Scoliosis is a lateral (toward the side) curvature in the normally straight vertical line of the spine. The normal spine curves gently backward in the upper back and gently inward in the lower back. When viewed from the side, the spine should show a mild roundness in the upper back and shows a degree of swayback (inward curvature) in the lower back. When a person with a normal spine is viewed from the front or back, the spine appears to be straight. When a person with scoliosis is viewed from the front or back, the spine appears to be curved.
What causes scoliosis?
There are many types and causes of scoliosis, including:
- Congenital scoliosis. A result of a bone abnormality present at birth
- Neuromuscular scoliosis. A result of abnormal muscles or nerves, frequently seen in people with spina bifida or cerebral palsy or in those with various conditions that are accompanied by, or result in, paralysis
- Degenerative scoliosis. This may result from traumatic (from an injury or illness) bone collapse, previous major back surgery or osteoporosis (thinning of the bones)
- Idiopathic scoliosis. The most common type of scoliosis, idiopathic scoliosis, has no specific identifiable cause. There are many theories, but none have been found to be conclusive. There is, however, strong evidence that idiopathic scoliosis is inherited.
Who gets scoliosis?
Around three or four children per thousand of the general population has scoliosis. Less than 0.1% has curves measuring greater than 40 degrees, which is the point at which surgery becomes a consideration.
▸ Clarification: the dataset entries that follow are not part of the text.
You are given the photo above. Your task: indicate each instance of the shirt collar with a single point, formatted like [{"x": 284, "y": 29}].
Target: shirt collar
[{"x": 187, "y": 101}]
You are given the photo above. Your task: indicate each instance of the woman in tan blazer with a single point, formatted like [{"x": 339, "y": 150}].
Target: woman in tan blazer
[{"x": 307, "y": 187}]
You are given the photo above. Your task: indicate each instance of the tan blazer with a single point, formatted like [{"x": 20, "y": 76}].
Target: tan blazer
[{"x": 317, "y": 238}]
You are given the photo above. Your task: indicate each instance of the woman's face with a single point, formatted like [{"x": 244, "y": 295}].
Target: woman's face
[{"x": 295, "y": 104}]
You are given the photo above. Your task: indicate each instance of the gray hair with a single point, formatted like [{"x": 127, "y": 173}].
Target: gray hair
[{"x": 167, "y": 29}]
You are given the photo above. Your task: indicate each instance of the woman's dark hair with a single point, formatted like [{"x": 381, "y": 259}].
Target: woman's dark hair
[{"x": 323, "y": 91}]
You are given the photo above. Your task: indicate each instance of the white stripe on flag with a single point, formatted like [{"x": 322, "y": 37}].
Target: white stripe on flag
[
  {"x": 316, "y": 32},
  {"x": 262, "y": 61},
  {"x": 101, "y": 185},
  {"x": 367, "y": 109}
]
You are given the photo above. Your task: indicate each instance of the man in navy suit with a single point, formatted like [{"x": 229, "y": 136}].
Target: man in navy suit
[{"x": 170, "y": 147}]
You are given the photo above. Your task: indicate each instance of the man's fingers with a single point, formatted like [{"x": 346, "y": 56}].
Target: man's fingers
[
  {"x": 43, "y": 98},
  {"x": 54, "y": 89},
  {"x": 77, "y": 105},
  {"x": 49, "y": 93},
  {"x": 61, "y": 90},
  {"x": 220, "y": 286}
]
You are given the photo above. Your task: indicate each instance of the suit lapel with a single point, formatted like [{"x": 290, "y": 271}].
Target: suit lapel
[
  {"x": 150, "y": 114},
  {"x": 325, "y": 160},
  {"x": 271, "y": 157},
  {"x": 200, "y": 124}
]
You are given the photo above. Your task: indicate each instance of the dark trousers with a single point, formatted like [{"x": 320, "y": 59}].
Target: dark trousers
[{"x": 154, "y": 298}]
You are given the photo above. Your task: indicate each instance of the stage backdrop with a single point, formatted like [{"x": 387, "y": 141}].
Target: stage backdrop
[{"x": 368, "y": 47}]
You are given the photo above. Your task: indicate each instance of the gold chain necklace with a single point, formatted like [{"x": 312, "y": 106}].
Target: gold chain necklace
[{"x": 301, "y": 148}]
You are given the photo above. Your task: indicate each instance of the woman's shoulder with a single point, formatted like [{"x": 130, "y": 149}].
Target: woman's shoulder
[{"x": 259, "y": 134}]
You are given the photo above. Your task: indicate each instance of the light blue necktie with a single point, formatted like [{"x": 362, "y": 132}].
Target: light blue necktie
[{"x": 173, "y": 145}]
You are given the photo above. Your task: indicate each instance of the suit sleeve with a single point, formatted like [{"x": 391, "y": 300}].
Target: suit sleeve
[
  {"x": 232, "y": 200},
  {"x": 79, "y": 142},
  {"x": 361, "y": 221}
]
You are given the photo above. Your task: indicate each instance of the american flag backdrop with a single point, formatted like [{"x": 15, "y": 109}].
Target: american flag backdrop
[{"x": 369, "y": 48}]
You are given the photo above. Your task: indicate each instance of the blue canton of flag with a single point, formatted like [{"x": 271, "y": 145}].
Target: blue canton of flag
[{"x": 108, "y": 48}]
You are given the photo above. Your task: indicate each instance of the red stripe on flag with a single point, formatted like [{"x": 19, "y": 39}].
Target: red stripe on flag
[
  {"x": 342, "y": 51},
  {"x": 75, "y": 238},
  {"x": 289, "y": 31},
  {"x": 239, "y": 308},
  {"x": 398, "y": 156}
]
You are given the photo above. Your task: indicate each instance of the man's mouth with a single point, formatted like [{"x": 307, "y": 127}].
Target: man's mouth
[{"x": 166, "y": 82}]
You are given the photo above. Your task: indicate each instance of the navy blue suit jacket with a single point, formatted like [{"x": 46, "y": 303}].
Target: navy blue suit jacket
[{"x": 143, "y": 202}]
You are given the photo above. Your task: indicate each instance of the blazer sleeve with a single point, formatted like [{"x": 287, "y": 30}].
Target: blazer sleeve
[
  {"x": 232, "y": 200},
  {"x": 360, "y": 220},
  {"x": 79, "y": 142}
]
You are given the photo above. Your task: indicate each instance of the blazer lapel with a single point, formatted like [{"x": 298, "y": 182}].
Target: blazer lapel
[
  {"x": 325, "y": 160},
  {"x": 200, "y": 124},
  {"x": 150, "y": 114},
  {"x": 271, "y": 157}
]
Overall, girls are more likely to be affected than boys. Idiopathic scoliosis is most commonly a condition of adolescence affecting those ages 10 to 16. Idiopathic scoliosis may progress during the "growth spurt" years, but usually will not progress to adulthood.
How is scoliosis diagnosed?
Most curves are initially detected on school screening examinations, by a family GP, or by a parent. Some clues that a child may have scoliosis include uneven shoulders, a prominent shoulder blade, uneven waist or leaning to one side. The diagnosis of scoliosis and the determination of the type of scoliosis are then made by a careful bone examination and an X-ray to evaluate the magnitude of the curve.
What is the treatment for scoliosis?
The majority of adolescents with significant scoliosis with no known cause are observed at regular intervals (usually every four to six months), including a physical examination and a low radiation X-ray. Treatments include:
- Casting. Used in early cases of scoliosis and made of plaster of Paris to form a brace that’s attached to a child’s body.
- Braces. Bracing is the usual treatment choice for adolescents who have a spinal curve of more than 25 degrees - particularly if their bones are still maturing and if they have at least two years of growth remaining. The purpose of bracing is to halt progression of the curve. It may provide a temporary correction, but usually the curve will assume its original magnitude when bracing is eliminated.
- Surgery. Those who have curves beyond 50 degrees are often considered for scoliosis surgery. The goal is to make sure the curve does not get worse, but surgery does not perfectly straighten the spine. During the procedure, metallic implants are utilised to correct some of the curvature and hold it in the correct position until a bone graft, placed at the time of surgery, consolidates and creates a rigid fusion in the area of the curve. Scoliosis surgery usually involves joining the vertebrae together permanently -- called spinal fusion. In young children, another technique that does not involve fusion may be used since fusion stops growth of the fused part of the spine. In this case, a brace must always be worn after surgery.
Many studies have shown that electrical stimulation, exercise programmes and manipulation are of no benefit in preventing the progression of scoliosis. However, people with scoliosis should stay active and fit.